#Problem 1: Determine whether each is True or False
#A:Since more patients on Pioglitazone had cardiovascular problems (5,386 vs. 2,593), we can conclude that the rate of cardiovascular problems for those on a Pioglitazone treatment is higher.
2593/67593
## [1] 0.03836196
5386/159978
## [1] 0.03366713
#False: although more patients on Pioglitazone (P) had heart problems thant those Rosiglitazone (R), a larger proportion of patients taking R experienced heart problems.
#B:The data suggest that diabetic patients who are taking rosiglitazone are more likely to have cardiovascular problems than those taking pioglitazone.
#Ho: there is no difference in cardiovascular problems between the drugs
#Ha: there is difference in heart problems between the drugs
x1<-2593
n1<-67593
x2<-5386
n2<-159978
p_hat1<-x1/n1
p_hat2<-x2/n2
p_hatpool<- (x1+x2)/(n1+n2)
test_stat= (p_hat1-p_hat2)/sqrt(p_hatpool*(1-p_hatpool)*(1/n1+1/n2))
#two-tailed test
pnorm(test_stat, lower.tail = FALSE)*2
## [1] 2.638569e-08
# True. Becasue we can see that the p value for our two-tailes z test shows that it would be nearly impossible to see our result given the truth of the null hypothesis, or an assumption of no difference between the two drugs. Therefore, we can reject the null hypothesis and conclude that there is a difference between the two drugs, and that those patients on R are more likely to have cardiovascular problems.
#C:The fact that the rate of incidence is higher for the Rosiglitazone group proves that Rosiglitazone causes serious cardiovascular problems
#FALSE: Although we cannot rule out that R causes serious cardiovascular problems, that does not mean we can conclude that it does, either. It is entirely possible that those patients who are on R happen to take other medication which exacerbate heart problems, or there may be some other unknown factor causing this problem.
#D:Based on the information provided so far, we cannot tell if the difference between the rates of incidences is due to a relationship between the two variables or due to chance.
# TRUE: As is the case with the last problem, it is not entirely possible to rule out that there may be some other variable at play causing this difference in the data and statistics. Therefore, it is possible that it is due to chance.
#Problem 2
# A: What proportion of patients in the treatment group and what proportion of patients in the control group died?
#Treatment
45/69
## [1] 0.6521739
#Control
30/34
## [1] 0.8823529
#Randomization technique
#Ho: there is no difference in the death rates for patients between groups
#Ha: there is a difference in the death rates for each of these groups
#we write alive on 28 cards representing patients who were alive at the end of the study, and dead on 75 cards representing patients who were not...one group size of 69 representing treatment, and the other group size of 34 representing control... a distribution centered at 0... we calculate the fraction of the simulations where the simulated differences are greater than or equal to our sample proportion.

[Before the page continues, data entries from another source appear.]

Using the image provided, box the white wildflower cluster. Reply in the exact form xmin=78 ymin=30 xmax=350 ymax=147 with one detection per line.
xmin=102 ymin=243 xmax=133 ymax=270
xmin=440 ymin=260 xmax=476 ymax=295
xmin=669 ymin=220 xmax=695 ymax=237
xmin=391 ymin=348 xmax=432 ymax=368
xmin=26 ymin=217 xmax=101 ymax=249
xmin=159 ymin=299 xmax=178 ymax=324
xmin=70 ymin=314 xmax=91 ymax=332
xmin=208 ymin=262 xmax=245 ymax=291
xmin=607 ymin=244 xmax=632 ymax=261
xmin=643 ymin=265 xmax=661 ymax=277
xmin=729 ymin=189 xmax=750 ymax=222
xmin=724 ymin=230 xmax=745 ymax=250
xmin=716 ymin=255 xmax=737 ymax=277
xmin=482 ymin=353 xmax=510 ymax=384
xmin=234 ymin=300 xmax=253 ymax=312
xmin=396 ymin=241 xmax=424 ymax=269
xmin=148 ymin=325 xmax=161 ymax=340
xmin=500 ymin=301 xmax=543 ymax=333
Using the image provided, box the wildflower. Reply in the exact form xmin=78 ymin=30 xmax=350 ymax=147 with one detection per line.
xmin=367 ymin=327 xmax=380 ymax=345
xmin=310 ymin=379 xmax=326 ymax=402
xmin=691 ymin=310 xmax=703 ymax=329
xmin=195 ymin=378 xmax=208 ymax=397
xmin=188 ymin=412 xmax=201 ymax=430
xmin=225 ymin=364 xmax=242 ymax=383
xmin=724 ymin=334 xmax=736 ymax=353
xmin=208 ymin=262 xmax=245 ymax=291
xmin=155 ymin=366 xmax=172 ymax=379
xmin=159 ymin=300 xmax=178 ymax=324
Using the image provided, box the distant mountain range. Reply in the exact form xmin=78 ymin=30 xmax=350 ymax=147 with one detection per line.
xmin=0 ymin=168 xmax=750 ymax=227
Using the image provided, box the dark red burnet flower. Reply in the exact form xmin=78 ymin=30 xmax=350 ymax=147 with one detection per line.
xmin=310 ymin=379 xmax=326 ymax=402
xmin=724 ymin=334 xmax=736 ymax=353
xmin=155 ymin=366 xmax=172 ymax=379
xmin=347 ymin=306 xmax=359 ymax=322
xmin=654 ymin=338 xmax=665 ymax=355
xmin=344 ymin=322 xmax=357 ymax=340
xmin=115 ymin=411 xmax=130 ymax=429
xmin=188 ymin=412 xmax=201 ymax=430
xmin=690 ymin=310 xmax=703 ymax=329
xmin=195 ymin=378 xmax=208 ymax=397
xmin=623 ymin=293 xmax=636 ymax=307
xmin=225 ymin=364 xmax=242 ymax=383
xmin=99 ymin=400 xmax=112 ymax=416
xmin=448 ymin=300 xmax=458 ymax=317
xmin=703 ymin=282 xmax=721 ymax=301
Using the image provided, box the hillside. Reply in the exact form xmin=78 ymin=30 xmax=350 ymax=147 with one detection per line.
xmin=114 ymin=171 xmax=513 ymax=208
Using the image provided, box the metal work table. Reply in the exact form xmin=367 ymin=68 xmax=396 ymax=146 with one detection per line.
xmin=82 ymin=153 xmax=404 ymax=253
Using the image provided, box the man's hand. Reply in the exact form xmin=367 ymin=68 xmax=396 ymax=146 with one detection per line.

#Looking at this graphic I would say that the difference of 0.23 is at least 2 standards deviationsa away from the mean. This measn that it is extremely unlikely to observe our result if the null hypothesis were true. Thus, we reject the null hypothesis and conclude that there is a signifigant difference.
#Problem 3
#A: This is a randomized controlled trial.
#B: it is implied in the explanation that these participants were blind, as to lower the chances that any of the participants knew that they had placebos being issued to them. However, one should be aware that it seems that the doctors are aware of which treatment is being administered to which patinets, therefore it is not a double-blind trial.
#C:
#Antibiotic
66/85
## [1] 0.7764706
#Placebo
65/81
## [1] 0.8024691
#D:it seems that the placebo is more effective than the antibiotic. However the difference between the two is 0.02 so with such a small difference in proportion I am hesitant to say whether this difference is indeed signifigant.
#E
#:H0: there is no difference in treatment effectiveness between the antibiotic group and the placebo group
#:Ha: there is a difference in the effectiveness of treatment between those getting antibiotics and those recieving placebos
#F:The number of self-reported in our sample was 66. Considering that 66 falls very close to the center in this histogram,created by our simulation, I argue that there is no signifigant difference between the placebo and antibiotic.
#Problem 4
#A: Ho: yawning next to someone will have no influnece on whether they will yawn
#Ha: yawning next to someone will impact whether this person will yawn
#B:
#Control
4/16
## [1] 0.25
#treatment
10/34
## [1] 0.2941176
#difference of .044
#considering that the observed value is at least two standard deviations away (at least by my estimation) it seems that it would be extremely unlikely to observe this result under the assumption of the null hypothesis, thus I reject the null hypothesis and conclude that there is a signifigant difference between the two. Therefore, yawning next to someone does indeed make them yawn more often than the control.
#Problem 5:
#A: Ho: There is no difference in following the news about egypt between high schoolers and the general American population.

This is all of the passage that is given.